The Impairment of MAGMAS Function in Human Is Responsible for a Severe Skeletal Dysplasia

Impairment of the tightly regulated ossification process leads to a wide range of skeletal dysplasias and deciphering their molecular bases has contributed to the understanding of this complex process. Here, we report a homozygous mutation in the mitochondria-associated granulocyte macrophage colony stimulating factor-signaling gene ( MAGMAS) in a novel and severe spondylodysplastic dysplasia. MAGMAS, also referred to as PAM16 (presequence translocase-associated motor 16), is a mitochondria-associated protein involved in preprotein translocation into the matrix. We show that MAGMAS is specifically expressed in trabecular bone and cartilage at early developmental stages and that the mutation leads to an instability of the protein. We further demonstrate that the mutation described here confers to yeast strains a temperature-sensitive phenotype, impairs the import of mitochondrial matrix pre-proteins and induces cell death. The finding of deleterious MAGMAS mutations in an early lethal skeletal dysplasia supports a key role for this mitochondrial protein in the ossification process.

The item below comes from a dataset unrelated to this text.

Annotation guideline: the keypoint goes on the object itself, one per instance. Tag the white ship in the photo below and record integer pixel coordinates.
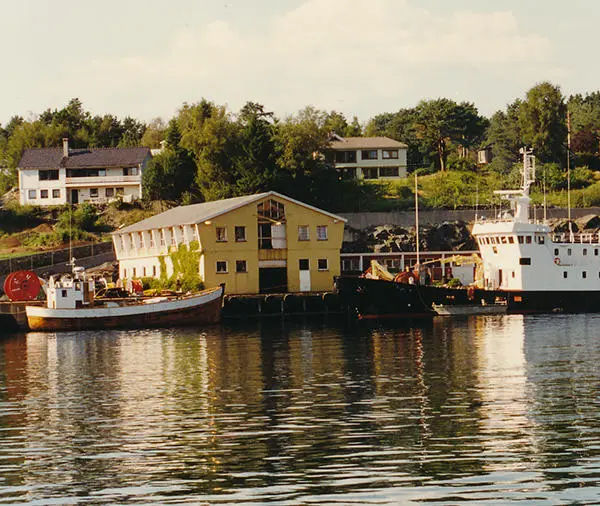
(539, 271)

Skeletal dysplasias (SD) refer to a complex group of rare genetic disorders affecting the growth and development of the skeleton. The identification of the molecular basis of a considerable number of SD has greatly expanded our knowledge of the ossification process. Among SD, spondylodysplastic dysplasia is a generic term describing different conditions characterized by severe vertebral abnormalities and distinct by additional specific features. Several entities within this group are well defined. However, a few cases remain unclassified, of which a novel autosomal recessive spondylometaphyseal dysplasia recently reported by Mégarbané et al. in two Lebanese families. Here, we identified MAGMAS as a candidate gene responsible for this severe SD. MAGMAS, also referred to as PAM16, is a mitochondria-associated protein, involved in pre-proteins import into mitochondria and essential for cell growth and development. We demonstrated that MAGMAS is expressed in bone and cartilage in early developmental stages underlining its specific role in skeletogenesis. We also give strong evidence of the deleterious effect of the identified mutation on the in-vivo activity of Magmas and the viability of yeast strains. Reporting deleterious MAGMAS mutation in a SD supports a key and specific role for this mitochondrial protein in ossification.